Bei kreisübergreifenden Schutzgebieten stellt nicht jeder beteiligte Landkreis eine eigene Verordnung auf, sondern es übernimmt derjenige Kreis, auf dessen Gebiet sich der größte Flächenanteil befindet. Auslegung, Abwägung und endgültige Genehmigung erfolgen dann in den jeweiligen Landkreisen nach gesetzlicher Vorgabe für den eigenen Bereich.

Der historische Waldstandort „Wedeholz“ ist seit 2019 Naturschutzgebiet gemäß der FFH-Richtlinie, wobei von der 183 Hektar großen Fläche lediglich 14 Hektar im Bereich des Landkreises Rotenburg liegen, folglich also der Landkreis Verden die Verordnung erstellte. Es ist nicht ungewöhnlich für das Gebiet, dass sich zwei Kreise den Bereich teilen, denn das heutige Naturschutzgebiet weist eine wechselvolle Geschichte auf. 1488 wurde das Gebiet zum ersten Mal in einer Urkunde erwähnt, in der Bürgern von Rotenburg durch den Verdener Bischof Bartholdo die Eichel- und Buchenmast im Wedehofwald, wie der Wald auch genannt wurde, geschenkt bekamen für ihre Dienste auf der Rotenburger bischöflichen Burg. Aber bereits 200 Jahre später kam der Wald wieder zurück zum Amt Verden, weil die Dienste der Rotenburger Bürger für den Bischof in Rotenburg wegfielen – das Sekretariat des Bischofs konnte rechnen!

Der Name des Wedeholzes geht auf das mittelniederdeutsche Wort „Wede“ zurück und bedeutet „Wald“. Bis 1725 gab es hier zwei Meyerhöfe, Wohnsitze von Verwaltern (Meiern) des bischöflichen Waldes, die landwirtschaftlich genutzt wurden.

Was macht das Wedeholz für den Naturschutz interessant? Es ist der durch einen überdurchschnittlich hohen Anteil an Tot- und Altholz sowie Höhlenbäumen begünstigte Bestand an Fledermäusen in dem von Eichen und Buchen geprägten Wald. Von den 19 in Niedersachsen heimischen Fledermausarten leben 13 Arten im Wedeholz, darunter die selten gewordene Bechsteinfledermaus oder das Große Mausohr, das in Waldgebieten jagt. Hutewaldreste aus der Zeit der Bewirtschaftung mit Vieh, das nicht nur Eicheln und Bucheckern suchte, sondern auch junge Bäume verbiss, bereichern neben einem kleinen, waldfreien Moor den mehrere hundert Jahre alten Waldstandort, der nicht nur Rückzugsort für streng geschützte Fledermausarten ist, sondern auch für geschützte Vogelarten wie Schwarz-, Bunt-, Mittel- und Kleinspecht oder Trauer- sowie Grauschnäpper.

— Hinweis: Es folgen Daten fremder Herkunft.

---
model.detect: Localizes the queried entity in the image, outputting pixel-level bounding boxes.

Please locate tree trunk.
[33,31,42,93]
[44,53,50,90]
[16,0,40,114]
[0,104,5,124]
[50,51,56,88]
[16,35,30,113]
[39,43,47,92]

Landschaftlich galt er schon lange als „schön“ wegen seiner lange Zeit bewusst gepflegten „Waldbilder“. Auch wenn es heute keine Rundwanderwege mehr gibt, um die ebenfalls vielfach gelobte Ruhe und Stille des Schutzgebietes nicht unnötig zu stören, gibt es nach wie vor Möglichkeiten, den Wald im Winde rauschen hören zu können.

Dieser Empfehlung des 1786 geborenen Arztes und Schriftstellers Justinus Kerner lässt sich nach wie vor am besten dort nachspüren, wo der damalige Förster meiner Schulklasse Anfang der 80er Jahre des letzten Jahrhunderts zeigte, dass ein Wald, vor allem ein sehr alter wie das Wedeholz, über „schöne“ Waldbilder verfüge. Wir sind damals mit dem Linienbus von Verden in das Wedeholz bis zur Bushaltestelle Wedehof gefahren, um über den Weg links des Hofes auf dem Foto zum heute ehemaligen Forsthaus zu gelangen, von wo aus der Förster mit uns dem Waldweg tiefer in „seinen“ Wald folgte und auf die von ihm sorgfältig gepflegten Waldbilder aufmerksam machte, wo der Wald besonders „schön“ im Winde rauscht.